WEB POSTED 03-10-2000
70 year
Commemorative of The Nation of Islam in North America
What others have said
Over the last 70 years,
accolades and tributes to the Honorable Elijah Muhammad, Minister Louis
Farrakhan and the Nation of Islam have come from all quarters.
Here's a cross-section of how others have seen it.
Readers Digest magazine
(reported in early 1960s)
"This mild-looking man is the most powerful Black man in
America. He offers a new way of life. Muhammad prompts even his severest
critics to agree when he says he attacks ‘traditional reasons the
Negro race is weak."
James Baldwin, author,
"The Fire Next Time"
"Elijah Muhammad has been able to do what generations
of welfare workers and committees and resolutions and reports and
housing projects and playgrounds have failed to do. ... He has done all
of these things, which our Christian church has spectacularly failed to
do."
Jet magazine
"Muhammad, a master psychologist, offers identification,
definition and belonging to all those who seek it, and in return gets a
loyalty, obedience and discipline which staggers the imagination."
New York Times magazine
"Alone of all the Negro leaders, Elijah Muhammad has a
vivid awareness of the vital need of a new birth in any drastic human
transformation, and he alone mastered the technique of staging a new
identity. ... It is worth remembering that what Elijah Muhammad is doing
to the Negro is, in a sense, what America has done to the immigrant from
Europe."
Arthur J. Schlesinger, former presidential
assistant and historian, writing in Esquire magazine
"Muhammad’s movement is unique in that it has thrived
outside of the Christian tradition and the Protestant community. White
Americans have brought this on themselves, and the responsibility can’t
be evaded by attacking the Muslims.
Newsweek magazine
"They (the Muslims) manage to do something that is beyond
the grasp of most public schools in urban ghettos. Muslims schools have
little trouble with drugs, truancy, or unruly behavior."

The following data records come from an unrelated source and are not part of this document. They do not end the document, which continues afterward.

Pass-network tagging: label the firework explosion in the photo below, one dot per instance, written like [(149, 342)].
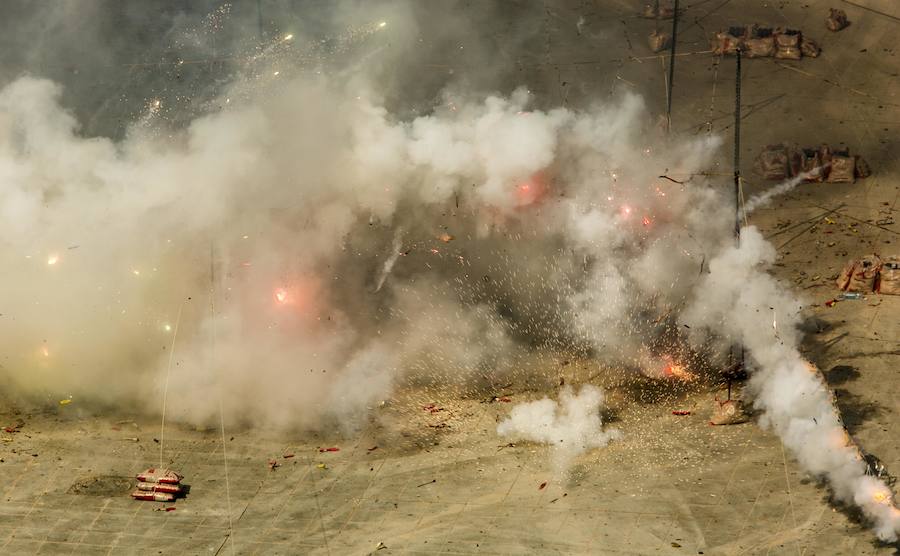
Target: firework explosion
[(347, 251)]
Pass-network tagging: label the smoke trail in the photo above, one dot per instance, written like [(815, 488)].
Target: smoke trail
[(571, 426), (567, 238), (795, 402), (396, 251), (765, 198)]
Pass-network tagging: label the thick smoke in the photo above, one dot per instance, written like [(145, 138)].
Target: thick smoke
[(571, 426), (315, 250)]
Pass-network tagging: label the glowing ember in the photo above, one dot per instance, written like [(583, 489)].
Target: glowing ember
[(673, 370), (281, 295), (531, 190)]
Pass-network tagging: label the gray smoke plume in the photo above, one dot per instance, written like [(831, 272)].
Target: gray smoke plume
[(261, 220)]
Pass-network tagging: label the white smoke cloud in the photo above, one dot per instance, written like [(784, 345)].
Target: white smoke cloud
[(272, 225), (571, 426)]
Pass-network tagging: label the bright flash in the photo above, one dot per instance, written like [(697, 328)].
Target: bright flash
[(673, 370), (281, 295)]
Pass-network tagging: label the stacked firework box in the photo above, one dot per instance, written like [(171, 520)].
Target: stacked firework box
[(157, 485)]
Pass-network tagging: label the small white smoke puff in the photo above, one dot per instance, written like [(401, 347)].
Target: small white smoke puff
[(572, 425)]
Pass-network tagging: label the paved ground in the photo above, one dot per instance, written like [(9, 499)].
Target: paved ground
[(443, 482)]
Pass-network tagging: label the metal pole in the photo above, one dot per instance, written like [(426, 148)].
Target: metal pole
[(738, 353), (737, 146), (671, 66), (259, 17)]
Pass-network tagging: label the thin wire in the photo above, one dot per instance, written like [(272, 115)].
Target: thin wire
[(162, 424), (212, 312)]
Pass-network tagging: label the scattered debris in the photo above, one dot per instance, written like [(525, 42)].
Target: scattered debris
[(781, 161), (836, 20), (889, 276), (659, 41), (860, 274), (764, 42), (659, 10)]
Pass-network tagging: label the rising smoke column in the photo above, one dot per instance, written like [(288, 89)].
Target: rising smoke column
[(294, 195), (737, 297)]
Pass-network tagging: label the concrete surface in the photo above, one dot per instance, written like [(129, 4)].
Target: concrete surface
[(444, 482)]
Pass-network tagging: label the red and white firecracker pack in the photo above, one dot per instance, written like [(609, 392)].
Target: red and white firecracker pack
[(152, 496), (159, 487), (154, 475)]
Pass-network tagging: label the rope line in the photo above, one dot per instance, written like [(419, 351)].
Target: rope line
[(162, 424)]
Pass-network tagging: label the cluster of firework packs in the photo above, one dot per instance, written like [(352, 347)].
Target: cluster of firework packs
[(158, 485)]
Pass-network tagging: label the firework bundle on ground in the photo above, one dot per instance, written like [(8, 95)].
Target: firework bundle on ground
[(871, 274), (836, 20), (782, 161), (157, 485), (661, 9), (764, 42)]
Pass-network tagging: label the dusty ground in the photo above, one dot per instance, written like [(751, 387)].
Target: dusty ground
[(444, 482)]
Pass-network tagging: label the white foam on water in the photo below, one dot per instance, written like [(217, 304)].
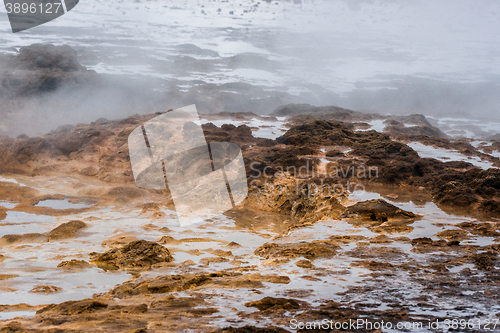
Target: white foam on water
[(446, 155), (15, 314)]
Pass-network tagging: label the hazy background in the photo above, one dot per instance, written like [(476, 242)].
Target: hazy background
[(437, 58)]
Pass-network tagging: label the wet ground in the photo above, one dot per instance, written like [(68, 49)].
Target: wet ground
[(438, 265)]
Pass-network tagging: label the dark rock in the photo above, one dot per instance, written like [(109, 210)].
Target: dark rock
[(139, 254), (66, 230)]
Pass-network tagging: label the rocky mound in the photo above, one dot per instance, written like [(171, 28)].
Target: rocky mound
[(139, 254)]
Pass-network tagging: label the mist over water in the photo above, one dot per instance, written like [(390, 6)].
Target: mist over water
[(398, 57)]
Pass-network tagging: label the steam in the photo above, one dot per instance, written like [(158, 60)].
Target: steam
[(434, 58)]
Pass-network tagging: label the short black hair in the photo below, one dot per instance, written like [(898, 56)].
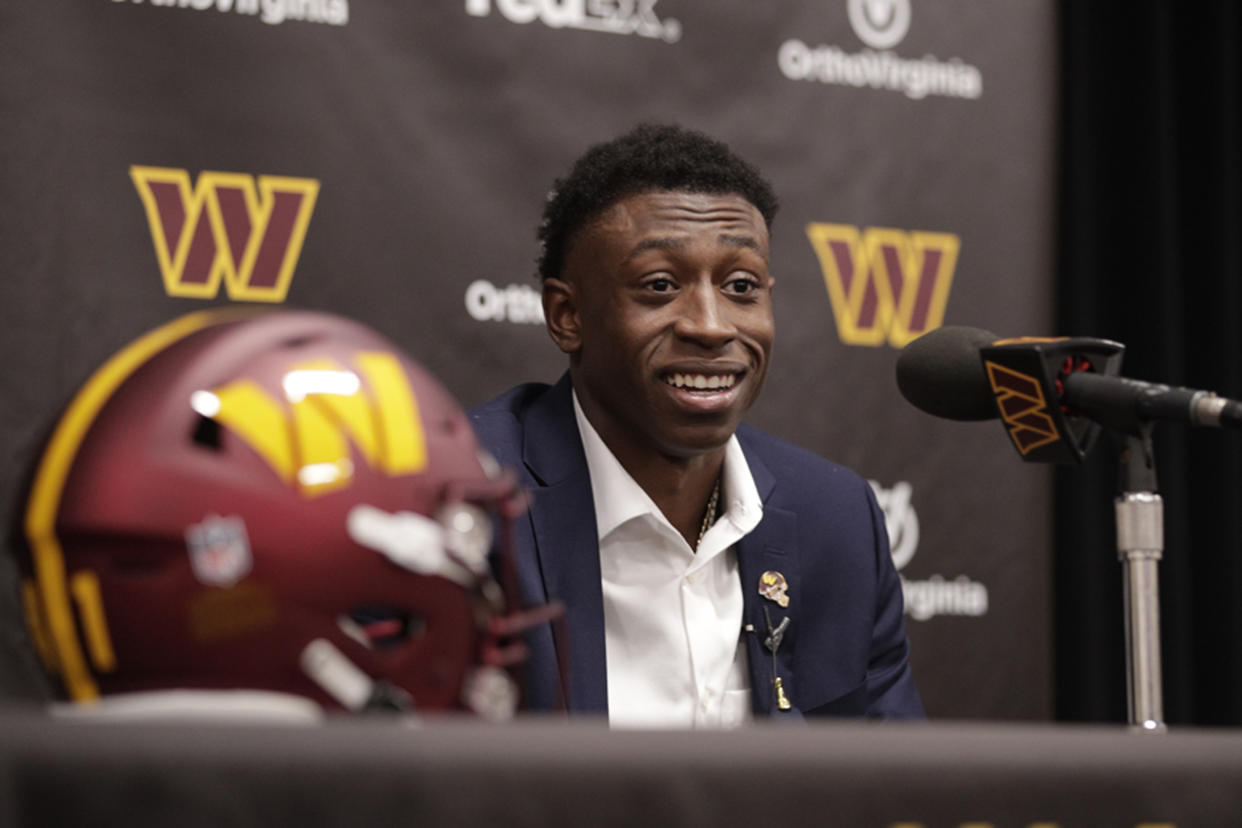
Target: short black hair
[(648, 158)]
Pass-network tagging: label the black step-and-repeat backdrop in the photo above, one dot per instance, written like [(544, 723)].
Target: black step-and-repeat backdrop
[(389, 162)]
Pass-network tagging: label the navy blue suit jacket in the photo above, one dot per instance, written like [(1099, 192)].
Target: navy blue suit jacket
[(845, 651)]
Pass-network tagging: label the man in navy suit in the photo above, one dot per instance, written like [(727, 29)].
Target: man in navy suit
[(711, 572)]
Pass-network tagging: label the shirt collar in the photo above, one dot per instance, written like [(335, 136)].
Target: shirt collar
[(620, 499)]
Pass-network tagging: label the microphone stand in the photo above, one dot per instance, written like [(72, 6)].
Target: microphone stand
[(1139, 546)]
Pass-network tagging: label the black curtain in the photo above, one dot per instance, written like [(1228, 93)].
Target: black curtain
[(1150, 255)]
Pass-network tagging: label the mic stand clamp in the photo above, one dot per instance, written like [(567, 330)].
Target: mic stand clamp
[(1139, 546)]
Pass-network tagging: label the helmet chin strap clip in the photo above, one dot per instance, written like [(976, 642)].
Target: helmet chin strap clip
[(324, 664)]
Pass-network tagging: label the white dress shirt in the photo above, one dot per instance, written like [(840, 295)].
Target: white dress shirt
[(672, 616)]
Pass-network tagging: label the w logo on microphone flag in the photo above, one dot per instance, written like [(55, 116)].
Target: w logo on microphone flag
[(227, 227), (884, 284)]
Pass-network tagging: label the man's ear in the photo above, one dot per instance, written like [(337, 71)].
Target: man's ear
[(560, 314)]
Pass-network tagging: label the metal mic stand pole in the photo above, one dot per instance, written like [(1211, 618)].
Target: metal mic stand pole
[(1139, 546)]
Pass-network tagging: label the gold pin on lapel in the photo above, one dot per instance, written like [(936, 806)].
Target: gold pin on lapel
[(781, 699), (773, 586)]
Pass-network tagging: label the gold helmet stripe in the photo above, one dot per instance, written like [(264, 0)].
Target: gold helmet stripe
[(54, 469)]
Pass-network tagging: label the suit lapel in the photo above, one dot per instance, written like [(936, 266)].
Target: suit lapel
[(566, 540), (770, 548)]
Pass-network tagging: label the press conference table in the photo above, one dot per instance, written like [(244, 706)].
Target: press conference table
[(552, 772)]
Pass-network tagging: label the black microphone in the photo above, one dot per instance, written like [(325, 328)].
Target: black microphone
[(951, 373)]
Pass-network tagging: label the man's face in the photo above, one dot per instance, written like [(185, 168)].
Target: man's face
[(671, 320)]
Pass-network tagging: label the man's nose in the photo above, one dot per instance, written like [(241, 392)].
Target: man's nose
[(704, 318)]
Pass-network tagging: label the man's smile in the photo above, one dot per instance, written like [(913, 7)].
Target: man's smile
[(701, 381)]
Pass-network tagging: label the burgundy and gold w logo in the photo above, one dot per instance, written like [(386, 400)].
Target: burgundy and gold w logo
[(884, 284), (226, 229), (1022, 406)]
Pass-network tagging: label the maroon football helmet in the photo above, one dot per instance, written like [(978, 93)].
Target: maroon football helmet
[(276, 502)]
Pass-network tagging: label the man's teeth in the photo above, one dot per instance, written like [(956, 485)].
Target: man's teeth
[(706, 381)]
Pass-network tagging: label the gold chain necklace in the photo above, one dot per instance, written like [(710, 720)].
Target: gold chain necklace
[(709, 515)]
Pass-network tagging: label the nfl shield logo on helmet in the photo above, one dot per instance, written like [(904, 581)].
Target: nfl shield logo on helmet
[(219, 550)]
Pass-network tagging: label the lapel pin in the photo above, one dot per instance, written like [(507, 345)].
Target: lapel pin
[(781, 699), (774, 587)]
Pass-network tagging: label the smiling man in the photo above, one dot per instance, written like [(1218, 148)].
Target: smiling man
[(711, 572)]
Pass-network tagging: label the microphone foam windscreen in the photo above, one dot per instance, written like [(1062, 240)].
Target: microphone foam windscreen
[(943, 374)]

Newsweek magazine 30 years
later
"Still, Farrakhan can attract an audience like no other
political performer. Many Blacks also credit Farrakhan with being a
doer. According to them, he saves lost souls, launches Black businesses
and chases drug dealers out of neighborhoods—all without government
handouts. ..."
The Washington Star News
"The Black Muslim Mosque has been called by high police
officials a stabilizing influence in the community."
Life
magazine
The "N.A.A.C.P. and the Urban League cannot match the
impact of the ... Muslims. Their leaders do not have the hour-by-hour
contact with people who, like the Muslims, suffer the problems each and
every day of their lives."
Abdul Basit Naeem, former editor and publisher
of Moslem World & The U.S.A.
"Despite Mr. Elijah Muhammad’s blunt techniques and a
few controversial teachings about certain aspects of Islam, I have
nothing but the utmost respect for the Moslem leader. I do indeed
appreciate his efforts to bring the Black people of America back into
the fold of Islam, which, in his opinion, as in mine, is the only
solution to their basic problems. ... Americans of African descent, I
believe, should be grateful that the Message of Allah has, at last, been
brought to them, through the person (of) ... Mr. Elijah Muhammad."